Dentro da lógica da reabilitação e reinserção social que se opera dentro de um

presídio ou penitenciária, as atividades educacionais são muito importantes, sendo vistas

como ferramenta para o resgate de valores e autoestima dos detentos, apresentando um

caráter emancipatório muito evidente em seus discursos e práticas.

Nas condições atuais em que estes estabelecimentos se encontram o pedagogo ou

educador que nestas venha a desenvolver suas atividades deve possuir uma formação

diferenciada onde as questões sociais se encontrem solidificadas. Da mesma maneira se

percebe necessária que nos currículos dos cursos de Pedagogia seja dada uma ênfase

maior nestas questões, ou, até mesmo, sejam criados cursos de pós-graduação em

Pedagogia Prisional que pudesse habilitar com maior precisão estes profissionais.
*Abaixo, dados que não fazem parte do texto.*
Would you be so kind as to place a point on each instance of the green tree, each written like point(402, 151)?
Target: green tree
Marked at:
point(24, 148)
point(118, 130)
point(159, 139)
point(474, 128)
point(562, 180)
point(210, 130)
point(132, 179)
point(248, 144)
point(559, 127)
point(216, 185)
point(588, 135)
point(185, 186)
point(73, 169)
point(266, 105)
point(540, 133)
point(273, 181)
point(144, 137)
Da mesma maneira, ao desenvolverem-se este tipo de ações educativas no cárcere,

destaca-se como imprescindível a atuação e envolvimento de inúmeros atores neste

universo. Os responsáveis pelas áreas da segurança, assistência social, saúde (médicos,

dentistas, psicólogos), os educadores, professores da escola regular e dos inúmeros

projetos, os profissionais da área jurídica, o comando e todos os demais profissionais das

áreas administrativas, devem estar envolvidos, pois estas ações somente funcionam bem

quando são vistas como interdependentes ou sistêmicas. Da mesma forma, as maneiras

como estes públicos de alunos são vistos e suas identidades reforçadas/ estigmatizadas,

deve ser trabalhada em todos estes setores, não somente no educacional.